Their work represents a unique five-year collaboration between SADSTIA, the Department of Agriculture, Forestry and Fisheries (DAFF), the University of Cape Town and the South African Environmental Observation Network (SAEON). The goal of the collaboration is to obtain a scientific understanding of the environmental impact of hake trawling in South Africa.

Dr Johann Augustyn, secretary of SADSTIA, explained the rationale behind the experiment: “As an industry, we are concerned about our footprint,” he said, referring to the impact of fishing activities.

“In South Africa, hake trawling occurs almost entirely on soft, muddy, sandy or gravelly sediments and even though the size and weight of trawl gear is strictly regulated, we want to understand the impacts that trawling has on the ecosystem, and the time it takes for the seabed to recover after it has been trawled.”

SADSTIA is currently engaged in a rigorous process to renew its certification with the Marine Stewardship Council (MSC). South Africa’s deep-sea and inshore trawl fisheries were certified by the MSC as “sustainable and well managed” in 2004 and again in 2010; if the current assessment is favourable, MSC certification will be extended to 2019. Since 2004, the MSC has stipulated that SADSTIA should assess and mitigate the impacts that trawlilng has on the seabed and the organisms that live there. SADSTIA has gone to great lengths to meet this and other conditions of MSC certification and the five-year seabed recovery experiment forms part of this effort.

SADSTIA’s involvement

Not only have SADSTIA’s members agreed to close part of an important trawl ground, they have also arranged for two senior technicians to participate in this year’s survey. They are Driaan Pretorius, engineering manager with Viking Fishing, and Jean van der Merwe, fleet electronics manager with Sea Harvest.

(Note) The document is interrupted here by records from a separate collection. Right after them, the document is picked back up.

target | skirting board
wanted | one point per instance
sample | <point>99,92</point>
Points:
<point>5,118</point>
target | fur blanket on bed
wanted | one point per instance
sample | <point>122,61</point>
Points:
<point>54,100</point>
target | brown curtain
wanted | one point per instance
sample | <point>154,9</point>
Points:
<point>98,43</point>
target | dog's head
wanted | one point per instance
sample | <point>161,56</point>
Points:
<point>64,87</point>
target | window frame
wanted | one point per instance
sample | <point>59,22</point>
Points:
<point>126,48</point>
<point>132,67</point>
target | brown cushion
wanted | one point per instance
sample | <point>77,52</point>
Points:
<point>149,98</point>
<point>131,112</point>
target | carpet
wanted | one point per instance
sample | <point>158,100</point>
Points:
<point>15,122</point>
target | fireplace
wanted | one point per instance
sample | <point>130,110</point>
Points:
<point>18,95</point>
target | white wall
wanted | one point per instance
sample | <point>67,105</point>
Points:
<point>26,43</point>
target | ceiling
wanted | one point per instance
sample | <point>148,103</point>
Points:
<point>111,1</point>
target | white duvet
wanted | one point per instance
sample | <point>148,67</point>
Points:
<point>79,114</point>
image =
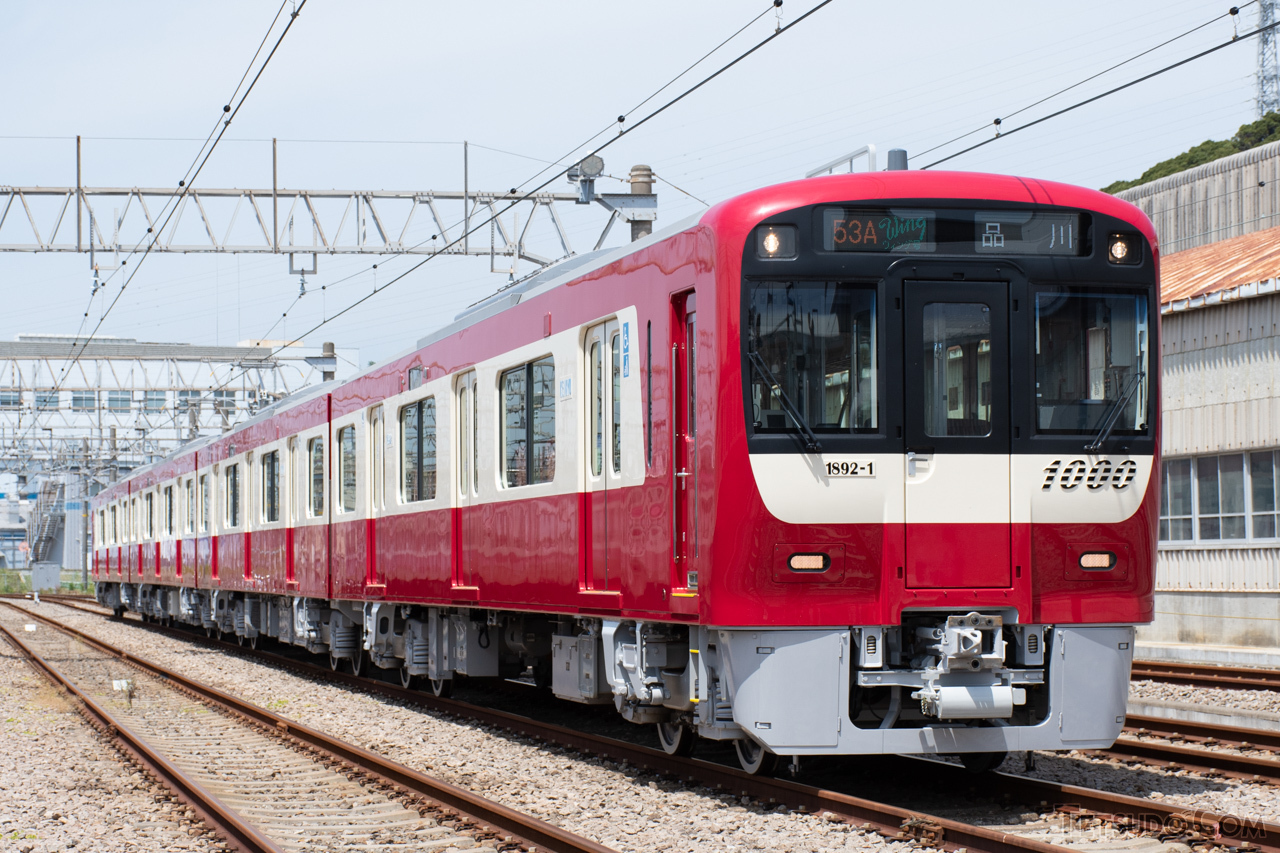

“We’re quite excited about the experiment,” said Russell Hall, Sea Harvest’s trawling division manager.

“Jean has been involved right from the start of the experiment when we started looking at areas where we could test the trawl recovery process, so he has all the background, and we think his expertise in electronics will be very helpful to the project.”

Driaan Pretorius assisted the scientific team in 2014 and is contributing his time and expertise again this year.

Also on the scientific team this year is Dr Kerry Sink, the head of the South African National Biodiversity Institute’s (SANBI) Marine Programme, and a long-time advocate for a system of offshore marine protected areas (MPAs). Dr Sink is excited by the fact that the team will deploy the submersible camera on Child’s Bank, a seamount located adjacent to the Karbonkel trawl grounds.

“Child’s Bank has been identified as a focus area for offshore protection, but on this survey we will see it for the very first time,” she said. The Ski-Monkey submersible camera has been modified to allow it to collect images from Child’s Bank without damaging the hard corals and benthic species that are known to occur there.

Offshore MPAs are entrenched in the Phakisa programme – government’s initiative to unlock the economic potential of South Africa’s oceans – and SADSTIA has worked with scientists and conservationists since 2006 to identify the most suitable areas for an offshore MPA.